Libyan forces

The eastern Libyan forces announced that they carried out air strikes against the fighters of the organization "Dahesh" after the militants incursion to the south and east of the city of Sirte, their former coastal stronghold. Libyan officials said the group had become bolder in the past few weeks, setting up temporary checkpoints, attacking local forces and taking over village mosques.

The growing activity has raised concern that the organization could reorganize around Sirte, which was forced by local forces and a US air strike to withdraw in December. Most militants were killed in the fighting, which lasted nearly seven months but an unknown number fled to the desert.

On the other hand, French president Emmanuel Macron has sent his foreign minister on a day-long whistle-stop trip to Tripoli, Misrata, Benghazi and Tobruk to drive ahead the Serraj-Hafter agreement in Paris.

Jean-Yves Le Drian started in Tripoli where he met Presidency Council (PC) chief Faiez Serraj and his Libyan opposite number Mohamed Siala before going on to see State Council head Abdulrahman Sewehli.  With Sewehli, the French minister was reportedly pressed on the fate of the people of Derna, besieged by the Libyan National Army (LNA) .

Standing beside Le Drian, Serraj later told a press conference, that he remained committed to the Paris deal, on which he shook hands with Khalifa Hafter, for a ceasefire, early elections and a negotiated political settlement based on the Libyan Political Agreement (LPA).

Serraj majored on fresh elections. “We have waited a year and a half and nothing has been achieved” he said, “except for more confrontations despite the country’s economic and security crises, so I propose the road map for the people go through the ballot boxes”.

Serraj also welcomed Le Drian’s proposal to hold a Franco-Libyan economic forum in Tripoli before the end the year. The French minister had also announced the gradual return of the French embassy to Tripoli and his country’s pledge to provide €1 million to the UN-operated stabilisation fund which supports pressing reconstruction projects..

“Our objective is the stabilisation of Libya in the interests of the Libyans themselves,”said Le Drian. The French also talked to Serraj about strengthening the Libyan coastguard and southern border patrols to combat people-smugglers, an initiative in which, thus far, Italy has  sought to take the lead.

There has been little solid information on Le Drian’s talks in Misrata his next port of call , where he met the city’s mayor, Mohamed Eshtewi as well as local House of Representatives (HoR) members, including the influential businessman Mohamed Raied as well as Bunyan Marsous commanders.

Le Drian, all the time accompanied by France’s ambassador to Libya, Brigitte Curmi, then flew on to the east where he met Khalifa Hafter in Benghazi. He later travelled on to Tobruk for his final talks of the day with House of Representatives president Ageela Saleh in Tobruk.

There has been no definitive commentary on these four meetings each of which has produced the customary commitment by all parties to the Libyan Political Agreement (LPA) as the only basis for negotiations.

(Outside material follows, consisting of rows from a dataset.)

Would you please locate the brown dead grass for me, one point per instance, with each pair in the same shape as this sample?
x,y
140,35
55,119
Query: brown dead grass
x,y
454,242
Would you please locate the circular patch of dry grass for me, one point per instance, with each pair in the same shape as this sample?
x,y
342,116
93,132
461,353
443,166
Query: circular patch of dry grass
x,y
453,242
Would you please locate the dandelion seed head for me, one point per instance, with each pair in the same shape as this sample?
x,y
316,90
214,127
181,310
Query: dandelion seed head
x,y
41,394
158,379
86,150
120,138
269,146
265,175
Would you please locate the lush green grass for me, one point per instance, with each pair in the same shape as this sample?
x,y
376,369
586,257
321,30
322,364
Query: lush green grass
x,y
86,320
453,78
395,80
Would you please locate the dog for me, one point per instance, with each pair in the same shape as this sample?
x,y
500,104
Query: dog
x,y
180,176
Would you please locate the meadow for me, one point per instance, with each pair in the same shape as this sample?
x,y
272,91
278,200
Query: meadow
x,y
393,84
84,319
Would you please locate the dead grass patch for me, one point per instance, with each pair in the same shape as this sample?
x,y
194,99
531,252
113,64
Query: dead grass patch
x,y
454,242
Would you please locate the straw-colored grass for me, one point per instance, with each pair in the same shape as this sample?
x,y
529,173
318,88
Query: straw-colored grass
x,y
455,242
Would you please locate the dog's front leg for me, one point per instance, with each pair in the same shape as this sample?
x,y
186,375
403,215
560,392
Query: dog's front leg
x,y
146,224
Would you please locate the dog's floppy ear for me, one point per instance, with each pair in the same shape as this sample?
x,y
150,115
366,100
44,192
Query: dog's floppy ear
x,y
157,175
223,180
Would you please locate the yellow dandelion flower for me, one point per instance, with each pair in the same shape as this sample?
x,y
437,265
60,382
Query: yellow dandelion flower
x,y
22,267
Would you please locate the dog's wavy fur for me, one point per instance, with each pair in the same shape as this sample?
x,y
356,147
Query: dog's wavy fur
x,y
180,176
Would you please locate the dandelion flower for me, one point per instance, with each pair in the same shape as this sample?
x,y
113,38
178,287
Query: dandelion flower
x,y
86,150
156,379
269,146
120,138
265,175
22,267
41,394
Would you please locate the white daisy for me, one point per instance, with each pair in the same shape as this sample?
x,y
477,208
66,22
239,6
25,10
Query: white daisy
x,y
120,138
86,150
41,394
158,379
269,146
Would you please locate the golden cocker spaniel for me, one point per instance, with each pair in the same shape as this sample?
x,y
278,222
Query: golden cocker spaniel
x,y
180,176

It would seem likely that a key aim of Le Drian’s visit was to try to ensure that Sewehli and his fellow Misratans were prepared to back the Serraj-Hafter Paris agreement brokered by Macron.  He will also have been urging both Serraj and Hafter to make some positive move to back up their handshake. He may even have been touting the possibility that they transform their Paris agreement into a formal signed deal. But Paris clearly recognises that the isolated Serraj administration and even Hafter in his current ascendancy, do not have the power to sign anything unless they can bring the majority of their backers along with them.

As Le Drian flew back to France, he reflected on social media: “I leave this country convinced that Libyans can move quickly to get out of this crisis”.